Remember how a couple of weeks ago Federal Reserve President Neel Kashkari told the investing community he was in no hurry to raise rates?
The previous day Fed Chair Janet Yellen had spoken. At that time the markets were assigning an approximately 35%-40% chance of a Fed hike at the March meeting. Instead of guiding towards a hike, Yellen ducked, and when combined with Kashkari’s comments, the market assumed the Fed would once again err on the side of raising later rather than sooner.
But the following week the Fed’s tone changed.
Suddenly the talk became much more hawkish. Instead of using words like “likely needed,” Fed officials flat out guided towards 3 hikes. And then yesterday when Dudley (who is considered more senior and would most likely not speak without Yellen’s approval) affirmed the recent hawkish rhetoric, the markets immediately repriced the odds of a March hike to a near certainty.
There was no gradual walking up of expectations.
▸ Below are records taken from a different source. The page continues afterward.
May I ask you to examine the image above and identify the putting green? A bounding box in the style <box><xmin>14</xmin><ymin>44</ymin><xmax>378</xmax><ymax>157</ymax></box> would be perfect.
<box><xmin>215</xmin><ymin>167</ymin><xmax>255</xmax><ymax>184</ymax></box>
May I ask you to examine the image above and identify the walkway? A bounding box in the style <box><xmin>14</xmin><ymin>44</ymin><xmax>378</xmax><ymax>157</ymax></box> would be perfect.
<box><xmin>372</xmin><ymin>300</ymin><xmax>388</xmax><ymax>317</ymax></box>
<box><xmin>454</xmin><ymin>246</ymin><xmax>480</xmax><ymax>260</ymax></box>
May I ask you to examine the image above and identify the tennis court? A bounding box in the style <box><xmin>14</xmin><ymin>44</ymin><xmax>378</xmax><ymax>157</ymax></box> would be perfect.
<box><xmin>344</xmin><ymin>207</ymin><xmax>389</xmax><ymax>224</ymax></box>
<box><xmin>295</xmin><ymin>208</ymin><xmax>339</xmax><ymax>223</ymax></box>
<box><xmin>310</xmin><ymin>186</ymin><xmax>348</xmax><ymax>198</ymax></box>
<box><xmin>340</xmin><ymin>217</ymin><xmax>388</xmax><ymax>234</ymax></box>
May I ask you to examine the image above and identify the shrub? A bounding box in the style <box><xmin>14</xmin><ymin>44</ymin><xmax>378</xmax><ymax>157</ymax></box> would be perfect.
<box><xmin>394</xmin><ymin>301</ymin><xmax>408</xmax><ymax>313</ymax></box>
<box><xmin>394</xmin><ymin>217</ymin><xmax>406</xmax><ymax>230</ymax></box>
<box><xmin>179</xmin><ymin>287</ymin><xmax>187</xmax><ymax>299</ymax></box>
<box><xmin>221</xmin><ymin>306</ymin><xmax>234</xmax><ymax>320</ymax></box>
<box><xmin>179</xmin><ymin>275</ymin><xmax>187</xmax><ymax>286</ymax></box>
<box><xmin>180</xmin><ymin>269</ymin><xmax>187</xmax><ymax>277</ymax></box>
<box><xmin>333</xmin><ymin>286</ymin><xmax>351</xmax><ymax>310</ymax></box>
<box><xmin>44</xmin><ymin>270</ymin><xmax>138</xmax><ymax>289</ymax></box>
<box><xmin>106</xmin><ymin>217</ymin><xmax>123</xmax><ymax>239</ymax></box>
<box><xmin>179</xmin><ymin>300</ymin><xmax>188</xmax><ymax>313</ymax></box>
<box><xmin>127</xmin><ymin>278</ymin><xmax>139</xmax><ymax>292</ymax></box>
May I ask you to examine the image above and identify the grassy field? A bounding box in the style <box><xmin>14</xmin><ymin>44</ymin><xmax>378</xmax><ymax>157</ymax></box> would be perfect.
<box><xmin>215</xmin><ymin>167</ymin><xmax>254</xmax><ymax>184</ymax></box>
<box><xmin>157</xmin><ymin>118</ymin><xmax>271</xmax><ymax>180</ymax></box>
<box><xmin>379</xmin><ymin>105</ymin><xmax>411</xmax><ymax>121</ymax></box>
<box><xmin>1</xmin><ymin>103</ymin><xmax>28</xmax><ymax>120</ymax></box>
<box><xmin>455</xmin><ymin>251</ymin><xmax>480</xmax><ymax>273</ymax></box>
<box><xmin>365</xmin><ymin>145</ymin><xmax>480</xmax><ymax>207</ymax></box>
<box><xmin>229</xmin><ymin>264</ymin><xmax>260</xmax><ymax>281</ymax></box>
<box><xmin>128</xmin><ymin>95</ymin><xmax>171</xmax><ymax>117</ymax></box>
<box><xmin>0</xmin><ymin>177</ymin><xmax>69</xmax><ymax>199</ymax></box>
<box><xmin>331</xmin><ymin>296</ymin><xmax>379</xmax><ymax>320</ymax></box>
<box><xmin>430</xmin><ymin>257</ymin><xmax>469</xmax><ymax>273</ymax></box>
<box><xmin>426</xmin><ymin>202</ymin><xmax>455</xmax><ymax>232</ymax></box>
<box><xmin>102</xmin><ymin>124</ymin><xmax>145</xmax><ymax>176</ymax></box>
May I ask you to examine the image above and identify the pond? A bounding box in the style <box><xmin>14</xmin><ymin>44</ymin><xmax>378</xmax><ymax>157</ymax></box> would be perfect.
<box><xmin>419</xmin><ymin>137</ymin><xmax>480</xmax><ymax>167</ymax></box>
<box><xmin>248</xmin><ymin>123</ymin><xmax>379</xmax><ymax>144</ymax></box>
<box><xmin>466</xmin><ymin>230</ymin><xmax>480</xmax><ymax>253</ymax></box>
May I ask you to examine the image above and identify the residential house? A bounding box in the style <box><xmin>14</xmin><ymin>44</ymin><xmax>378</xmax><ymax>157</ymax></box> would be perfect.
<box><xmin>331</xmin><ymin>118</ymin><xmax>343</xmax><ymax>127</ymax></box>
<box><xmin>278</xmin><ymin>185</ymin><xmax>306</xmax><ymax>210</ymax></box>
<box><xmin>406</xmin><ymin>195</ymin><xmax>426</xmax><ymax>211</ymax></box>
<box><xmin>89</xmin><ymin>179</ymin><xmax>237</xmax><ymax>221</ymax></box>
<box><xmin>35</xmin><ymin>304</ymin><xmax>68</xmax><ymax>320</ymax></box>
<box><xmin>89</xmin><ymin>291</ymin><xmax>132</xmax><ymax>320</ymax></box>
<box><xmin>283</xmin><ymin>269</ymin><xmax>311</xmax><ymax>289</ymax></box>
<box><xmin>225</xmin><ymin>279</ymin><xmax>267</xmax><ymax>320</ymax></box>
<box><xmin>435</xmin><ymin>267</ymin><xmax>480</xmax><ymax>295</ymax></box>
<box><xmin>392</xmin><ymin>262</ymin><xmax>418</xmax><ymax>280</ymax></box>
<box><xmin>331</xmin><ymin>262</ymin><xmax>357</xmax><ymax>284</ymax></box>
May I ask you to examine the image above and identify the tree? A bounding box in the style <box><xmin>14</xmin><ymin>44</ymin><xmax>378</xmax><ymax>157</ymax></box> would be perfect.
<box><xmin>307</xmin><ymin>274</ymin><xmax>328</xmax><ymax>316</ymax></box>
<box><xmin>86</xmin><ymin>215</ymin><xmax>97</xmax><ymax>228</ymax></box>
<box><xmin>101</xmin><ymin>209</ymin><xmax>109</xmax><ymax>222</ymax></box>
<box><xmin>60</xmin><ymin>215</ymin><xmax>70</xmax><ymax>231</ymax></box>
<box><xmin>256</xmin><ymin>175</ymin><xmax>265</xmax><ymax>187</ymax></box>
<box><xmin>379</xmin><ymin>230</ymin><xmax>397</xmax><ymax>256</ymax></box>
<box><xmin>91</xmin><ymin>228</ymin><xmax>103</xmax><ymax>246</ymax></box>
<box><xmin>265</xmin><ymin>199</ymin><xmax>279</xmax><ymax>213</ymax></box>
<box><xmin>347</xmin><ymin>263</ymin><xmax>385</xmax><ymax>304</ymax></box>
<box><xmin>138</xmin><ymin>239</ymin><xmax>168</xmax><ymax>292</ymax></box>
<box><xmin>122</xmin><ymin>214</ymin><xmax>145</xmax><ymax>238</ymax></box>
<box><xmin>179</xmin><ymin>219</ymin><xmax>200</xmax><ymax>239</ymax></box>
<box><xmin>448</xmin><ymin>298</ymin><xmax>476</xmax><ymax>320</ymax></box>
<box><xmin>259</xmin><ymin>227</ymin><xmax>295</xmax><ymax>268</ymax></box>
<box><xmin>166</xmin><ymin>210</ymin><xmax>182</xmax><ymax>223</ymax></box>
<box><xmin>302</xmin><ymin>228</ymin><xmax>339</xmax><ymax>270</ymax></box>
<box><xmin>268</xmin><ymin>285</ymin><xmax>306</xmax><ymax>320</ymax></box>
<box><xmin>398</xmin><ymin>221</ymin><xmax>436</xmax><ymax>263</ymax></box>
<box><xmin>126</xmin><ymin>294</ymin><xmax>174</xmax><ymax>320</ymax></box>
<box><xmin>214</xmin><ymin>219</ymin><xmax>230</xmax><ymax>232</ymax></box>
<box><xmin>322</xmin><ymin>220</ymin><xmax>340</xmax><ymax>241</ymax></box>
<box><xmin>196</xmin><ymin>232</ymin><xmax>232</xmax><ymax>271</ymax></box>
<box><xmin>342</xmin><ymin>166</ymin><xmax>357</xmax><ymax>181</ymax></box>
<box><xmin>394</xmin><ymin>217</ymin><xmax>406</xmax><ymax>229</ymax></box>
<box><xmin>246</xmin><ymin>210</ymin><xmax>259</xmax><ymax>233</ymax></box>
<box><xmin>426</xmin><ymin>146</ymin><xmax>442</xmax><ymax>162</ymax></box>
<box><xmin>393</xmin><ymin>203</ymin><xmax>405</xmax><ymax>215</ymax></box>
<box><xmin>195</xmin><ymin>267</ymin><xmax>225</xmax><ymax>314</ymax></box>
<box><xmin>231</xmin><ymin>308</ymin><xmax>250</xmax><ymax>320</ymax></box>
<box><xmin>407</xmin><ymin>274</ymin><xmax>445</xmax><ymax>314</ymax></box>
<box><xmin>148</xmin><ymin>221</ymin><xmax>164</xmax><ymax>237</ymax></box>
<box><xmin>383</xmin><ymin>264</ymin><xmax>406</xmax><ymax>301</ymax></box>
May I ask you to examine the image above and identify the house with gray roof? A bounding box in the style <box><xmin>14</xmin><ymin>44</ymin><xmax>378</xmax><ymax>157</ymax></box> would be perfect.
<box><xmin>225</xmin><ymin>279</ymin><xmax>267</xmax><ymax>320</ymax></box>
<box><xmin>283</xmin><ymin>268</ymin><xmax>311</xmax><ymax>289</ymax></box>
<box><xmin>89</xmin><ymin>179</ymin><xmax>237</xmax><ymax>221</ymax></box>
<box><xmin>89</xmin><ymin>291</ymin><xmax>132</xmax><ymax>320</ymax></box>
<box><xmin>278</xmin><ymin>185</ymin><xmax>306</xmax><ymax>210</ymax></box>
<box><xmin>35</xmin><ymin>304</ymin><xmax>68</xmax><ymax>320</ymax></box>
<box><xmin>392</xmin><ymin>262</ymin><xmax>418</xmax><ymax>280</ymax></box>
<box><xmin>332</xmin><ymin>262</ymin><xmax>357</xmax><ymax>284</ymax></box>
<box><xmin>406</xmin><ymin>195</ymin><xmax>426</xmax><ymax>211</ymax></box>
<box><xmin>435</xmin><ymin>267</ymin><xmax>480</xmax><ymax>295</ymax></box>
In the final week before the blackout period, Fed officials brutally tossed the market for a loop.
I stumbled upon a terrific post in Bloomberg’s Market Wrap Live Blog from Cameron Crise that illustrates the severity of the move.
Yesterday was the largest one day change in near month Fed funds expectations since the credit crisis.
The truly amazing part is that the Federal Reserve is supposedly “data dependent” but there was no data to justify the change. Usually this sort of move occurs when there is a surprise economic release.
So what happened? Well, the reality is that the real mistake occurred when Yellen did not affirm a March hike. The market realized it was needed, and when she whiffed, some senior Wall Street strategists wrote pieces about how “the Fed should hike in March, but probably won’t.”
And here is the scary part. I think had the Fed not seen these sorts of pieces, they wouldn’t have guided towards a March hike.
In essence, the Fed only tightened once Wall Street shamed them into it.
I can’t think of any other reason why the Fed would have chosen until the last possible moment to guide expectations higher.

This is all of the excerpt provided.